De cette vie sans repos, quelques fulgurances : la volonté de l'anéantissement de ce qui n'a pas de valeur - "la royauté imaginaire
du monde"
- pour s'abandonner à ce qui seul en a - le "point qu'on occupe dans l'espace et le temps" - ; cela consonnant avec le désir impérieux de retrouver l'expérience du Christ abandonné sur la croix (Eli, Eli…) ; alors, le sacrifice de soi, seul à même d'abolir toute souillure et d'absorber au profit du monde les effets de tout mal, donne à regarder, selon un mot transfiguré du Socrate platonicien, "toute la vie comme destinée à préparer la mort". Mais au narrateur, qu'incarnent le chant et le chœur, la via dolorosa de Simone Weil reste chemin de désespérance. Comète, lumineuse et terrible dans son intransigeance, Simone disparaît d'un monde à l'iniquité duquel ses actes n'ont su apporter nulle rédemption. Questions apaisées de nulle réponse. "Je t'en veux d'avoir préféré la mort" : "la terre où tu nous as aban-donnés / est toujours ce royaume trompeur / où tremblent les innocents" - que nous laisses-tu, sinon l'idée d'une grâce qui n'a rien changé, sauf à s'offrir soi-même au couteau sacrificiel ?

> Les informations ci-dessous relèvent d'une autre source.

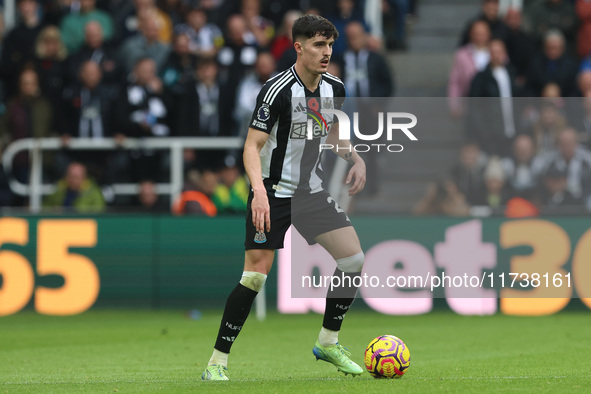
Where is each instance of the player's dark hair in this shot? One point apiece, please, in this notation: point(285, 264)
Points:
point(309, 26)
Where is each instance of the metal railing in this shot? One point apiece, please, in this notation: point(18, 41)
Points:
point(36, 189)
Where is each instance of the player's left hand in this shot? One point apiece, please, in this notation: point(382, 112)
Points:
point(357, 176)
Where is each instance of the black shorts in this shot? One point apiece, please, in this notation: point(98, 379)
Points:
point(311, 215)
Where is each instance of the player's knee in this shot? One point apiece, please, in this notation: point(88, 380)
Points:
point(352, 263)
point(253, 280)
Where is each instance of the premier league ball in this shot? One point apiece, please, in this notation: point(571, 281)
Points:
point(387, 357)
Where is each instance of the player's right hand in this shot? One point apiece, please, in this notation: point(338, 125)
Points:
point(261, 213)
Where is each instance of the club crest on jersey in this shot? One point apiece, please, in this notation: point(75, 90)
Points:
point(260, 237)
point(264, 112)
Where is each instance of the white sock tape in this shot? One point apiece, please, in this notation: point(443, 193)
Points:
point(352, 263)
point(253, 280)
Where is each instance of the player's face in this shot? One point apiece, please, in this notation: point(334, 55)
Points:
point(316, 53)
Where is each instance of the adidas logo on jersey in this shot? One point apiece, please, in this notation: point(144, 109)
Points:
point(299, 108)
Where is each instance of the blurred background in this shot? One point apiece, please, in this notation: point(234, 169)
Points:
point(132, 113)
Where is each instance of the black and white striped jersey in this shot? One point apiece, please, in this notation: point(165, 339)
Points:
point(290, 161)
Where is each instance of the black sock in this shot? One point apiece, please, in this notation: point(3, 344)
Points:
point(237, 309)
point(339, 300)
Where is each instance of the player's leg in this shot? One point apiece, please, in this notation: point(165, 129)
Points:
point(344, 246)
point(257, 264)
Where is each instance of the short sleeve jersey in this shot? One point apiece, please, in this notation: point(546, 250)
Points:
point(291, 157)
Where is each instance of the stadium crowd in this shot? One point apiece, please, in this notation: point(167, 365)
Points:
point(150, 68)
point(157, 68)
point(521, 83)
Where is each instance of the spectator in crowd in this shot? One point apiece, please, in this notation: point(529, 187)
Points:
point(583, 9)
point(467, 175)
point(571, 158)
point(175, 9)
point(196, 196)
point(141, 111)
point(88, 106)
point(347, 12)
point(544, 16)
point(442, 199)
point(231, 193)
point(205, 39)
point(95, 49)
point(554, 191)
point(550, 124)
point(492, 122)
point(148, 201)
point(238, 56)
point(248, 90)
point(180, 66)
point(520, 46)
point(468, 60)
point(28, 115)
point(583, 120)
point(584, 82)
point(553, 64)
point(209, 120)
point(76, 192)
point(73, 25)
point(518, 168)
point(400, 9)
point(18, 47)
point(6, 196)
point(283, 41)
point(50, 64)
point(128, 20)
point(367, 73)
point(143, 45)
point(262, 28)
point(494, 182)
point(163, 22)
point(489, 14)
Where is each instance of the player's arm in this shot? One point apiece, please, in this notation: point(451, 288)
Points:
point(345, 150)
point(255, 140)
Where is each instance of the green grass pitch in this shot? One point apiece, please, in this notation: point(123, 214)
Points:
point(164, 351)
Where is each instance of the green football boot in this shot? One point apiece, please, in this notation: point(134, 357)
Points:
point(215, 372)
point(338, 356)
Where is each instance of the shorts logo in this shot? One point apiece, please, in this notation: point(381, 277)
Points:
point(299, 130)
point(264, 113)
point(260, 237)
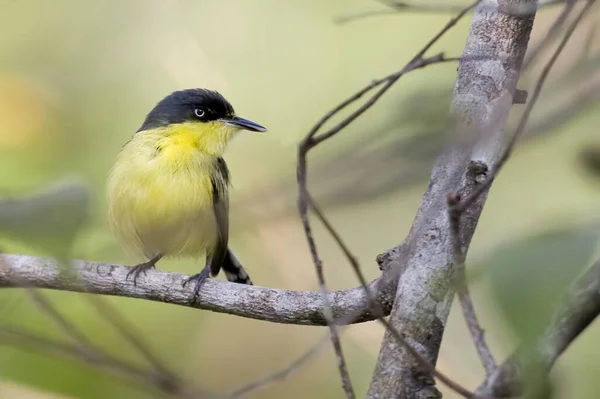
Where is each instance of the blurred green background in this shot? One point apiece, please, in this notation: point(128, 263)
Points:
point(76, 80)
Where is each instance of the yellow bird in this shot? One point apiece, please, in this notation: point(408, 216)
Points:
point(168, 190)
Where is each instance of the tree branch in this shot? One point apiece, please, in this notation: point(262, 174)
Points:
point(578, 311)
point(482, 100)
point(268, 304)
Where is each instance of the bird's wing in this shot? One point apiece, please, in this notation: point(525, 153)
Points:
point(220, 182)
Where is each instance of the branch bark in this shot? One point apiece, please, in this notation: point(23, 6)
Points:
point(268, 304)
point(482, 99)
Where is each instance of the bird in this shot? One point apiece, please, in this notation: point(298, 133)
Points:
point(168, 190)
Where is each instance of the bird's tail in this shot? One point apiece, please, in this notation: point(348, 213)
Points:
point(233, 269)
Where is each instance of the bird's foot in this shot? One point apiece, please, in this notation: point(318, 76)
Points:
point(139, 269)
point(200, 279)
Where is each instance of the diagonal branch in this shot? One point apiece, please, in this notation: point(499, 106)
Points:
point(482, 100)
point(579, 309)
point(268, 304)
point(462, 289)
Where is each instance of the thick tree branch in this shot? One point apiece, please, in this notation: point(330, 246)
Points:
point(482, 99)
point(268, 304)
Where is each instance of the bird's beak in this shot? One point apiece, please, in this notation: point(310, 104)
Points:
point(244, 124)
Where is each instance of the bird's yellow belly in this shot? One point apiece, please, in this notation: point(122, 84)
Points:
point(159, 210)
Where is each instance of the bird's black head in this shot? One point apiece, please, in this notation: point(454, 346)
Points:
point(195, 105)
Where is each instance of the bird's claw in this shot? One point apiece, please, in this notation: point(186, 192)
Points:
point(139, 269)
point(200, 279)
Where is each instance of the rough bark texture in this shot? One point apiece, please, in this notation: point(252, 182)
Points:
point(482, 99)
point(269, 304)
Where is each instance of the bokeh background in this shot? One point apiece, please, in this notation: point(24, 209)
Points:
point(77, 78)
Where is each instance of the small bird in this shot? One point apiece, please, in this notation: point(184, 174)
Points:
point(168, 190)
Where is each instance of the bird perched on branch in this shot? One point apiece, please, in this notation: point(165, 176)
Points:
point(168, 190)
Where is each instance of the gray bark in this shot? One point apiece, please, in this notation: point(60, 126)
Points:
point(268, 304)
point(482, 99)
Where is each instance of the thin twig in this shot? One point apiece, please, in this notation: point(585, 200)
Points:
point(468, 201)
point(456, 207)
point(462, 287)
point(335, 339)
point(397, 7)
point(129, 373)
point(283, 373)
point(553, 31)
point(311, 140)
point(134, 339)
point(377, 311)
point(67, 327)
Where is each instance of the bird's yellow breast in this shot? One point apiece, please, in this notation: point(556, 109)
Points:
point(160, 191)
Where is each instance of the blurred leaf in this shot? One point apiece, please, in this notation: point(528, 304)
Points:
point(47, 221)
point(529, 278)
point(589, 158)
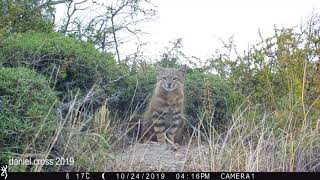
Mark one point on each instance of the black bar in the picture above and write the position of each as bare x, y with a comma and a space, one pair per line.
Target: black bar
162, 175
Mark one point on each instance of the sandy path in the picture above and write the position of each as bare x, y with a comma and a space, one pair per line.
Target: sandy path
153, 156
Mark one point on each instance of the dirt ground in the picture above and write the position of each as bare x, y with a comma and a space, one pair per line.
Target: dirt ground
153, 156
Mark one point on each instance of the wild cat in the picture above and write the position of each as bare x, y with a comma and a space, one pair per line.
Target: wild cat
164, 118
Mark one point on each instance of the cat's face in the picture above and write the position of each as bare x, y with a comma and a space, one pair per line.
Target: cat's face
170, 79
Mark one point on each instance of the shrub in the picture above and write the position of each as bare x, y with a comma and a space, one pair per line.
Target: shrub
70, 63
26, 111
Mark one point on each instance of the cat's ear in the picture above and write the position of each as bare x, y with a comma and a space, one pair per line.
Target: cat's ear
159, 68
183, 69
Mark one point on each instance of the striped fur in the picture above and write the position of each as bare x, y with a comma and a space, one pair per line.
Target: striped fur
164, 118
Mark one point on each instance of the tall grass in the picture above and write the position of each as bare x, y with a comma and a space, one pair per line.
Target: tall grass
254, 140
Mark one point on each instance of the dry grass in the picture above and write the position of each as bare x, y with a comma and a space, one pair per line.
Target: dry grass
253, 141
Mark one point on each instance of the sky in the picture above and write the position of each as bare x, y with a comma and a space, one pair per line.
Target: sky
202, 24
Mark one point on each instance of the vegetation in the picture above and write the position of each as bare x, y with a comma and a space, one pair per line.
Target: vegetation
63, 94
28, 114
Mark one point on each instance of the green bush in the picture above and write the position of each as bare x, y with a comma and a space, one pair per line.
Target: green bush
209, 97
70, 63
27, 110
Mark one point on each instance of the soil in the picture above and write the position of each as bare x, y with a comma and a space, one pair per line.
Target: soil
153, 156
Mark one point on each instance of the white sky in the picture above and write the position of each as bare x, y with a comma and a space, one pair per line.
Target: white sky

La restitution de l'œuvre fut habitée de ces sentiments contradictoires, entre admiration amoureuse de celle qu'on dit "grande sœur / petite sœur" et une forme de ressentiment aux accents accusateurs, comme on en veut parfois à qui l'on aime, sans pouvoir s'empêcher ni de l'aimer ni de lui en vouloir. Le grand usage des percussions, le jeu incessant des contrastes et la variété des procédés portent le texte à un poignant niveau d'expressivité
et de clarté. Le retour des cellules à quatre temps rythme l'inexorable - ou l'accompli. La sourdine des cuivres de la première station définit l'espace d'une tristesse à la fois coléreuse, tendre et hors espérance. Dès la seconde, mélismes, contrepoints et chuchotements disent la complexité des origines : femme, juive, douloureuse, malhabile. Le lamento (début
de la troisième) se referme sur un silence relancé par le répons fortissimo d'un écroulement quasi mahlérien, lui-même suivi d'un climat fantomatique. Puis : bruits d'atelier des cinquième et sixième stations, splendeur lyrique de la septième, un huitième temps élégiaque dont la longue plage orches-trale tire vers l'Abschied de Mahler, un accord parfait à la dixième - "alors on a la vérité du monde" -, une treizième qui ne fut pas sans évoquer
l'esprit d'Es ist vollbracht de la Mattheus Passion.

L'orchestre s'y montra excellent, précis sous la battue efficace de
Cornelius Meister. Accentus, toujours remarquable, ponctuait le chant
de Dawn Upshaw d'adresses plus brèves et plus immédiatement directes.
La soliste sut faire honneur tant à la partition qu'au texte qu'elle servait d'une voix chaude et fort intelligible. L'amuïssement de la plupart des e (voulu par l'auteure) intimait à son récit une simplicité douloureuse, claire et droite. Rien d'effusif en tout cela, mais la transparence d'un grand étonnement.
La voix enregistrée de Dominique Blanc donnait à cette ample marée
les rocs autour desquels s'en venaient enrouler les vagues, dits solides, perdurant, inaccessibles encore à l'érosion inquiète des eaux. Tout au
plus aurons-nous regretté certain parti pris larmoyant sur des mots
qui portaient en eux-mêmes leur charge de dureté.